The Batavier Line (Dutch: Batavier Lijn) was a packet service between Rotterdam and London from 1830 until the 1960s. The line was established by the Nederlandsche Stoomboot Maatschappij (known as NSM and in English as Netherlands Steamship Company).
Having attempted unsuccessfully to establish services between Rotterdam–Hamburg and Antwerp–London, the company turned its attention to Rotterdam–London and became the first regular foreign-owned company to set up such a service into London Port.
The original boat on the service was the wooden paddle steamer De Batavier (built 1829). She was replaced by an iron-hulled paddle steamer named Batavier in 1855, and this ship was replaced by another iron-hulled steamer Batavier in 1872.
In 1895, NSM sold the company to Wm. H. Müller and Co. and a condition of sale was that the Batavier name would be maintained as the company name and the naming scheme for its ships.

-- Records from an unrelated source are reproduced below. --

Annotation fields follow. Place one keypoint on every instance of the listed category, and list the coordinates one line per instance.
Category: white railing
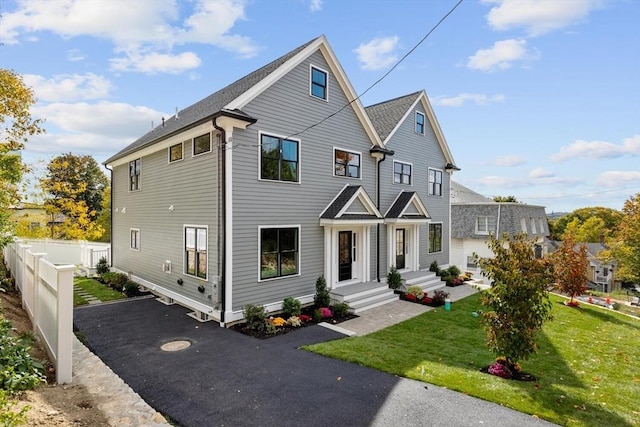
(43, 271)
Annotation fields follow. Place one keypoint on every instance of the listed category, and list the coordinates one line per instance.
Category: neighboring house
(251, 194)
(601, 275)
(475, 217)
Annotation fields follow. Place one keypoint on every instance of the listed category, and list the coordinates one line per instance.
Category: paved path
(226, 378)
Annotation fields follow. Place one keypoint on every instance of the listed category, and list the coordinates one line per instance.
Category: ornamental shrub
(394, 279)
(291, 307)
(255, 316)
(322, 298)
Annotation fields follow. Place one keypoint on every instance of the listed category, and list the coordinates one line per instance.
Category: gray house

Müller ordered two new steel-hulled steamers from Gourlay Brothers of Dundee in 1897, Batavier II and Batavier III. When this pair joined the fleet, the prior Batavier was renamed Batavier I. In Rotterdam, the ships docked at the Willemsplein; in London, the ships originally docked near London Bridge, but in 1899 switched to the Customs House and Wool Quays near the Tower Bridge. Also beginning in 1899, the Batavier Line service between Rotterdam and London was offered daily except Sundays. In 1902 a further pair of ship was ordered from Gourlay, Batavier IV and Batavier V, and when Batavier VI was added in 1903, Batavier I was taken out of service. In 1909 Batavier II and Batavier III were rebuilt to a size more closely aligned with the later ships.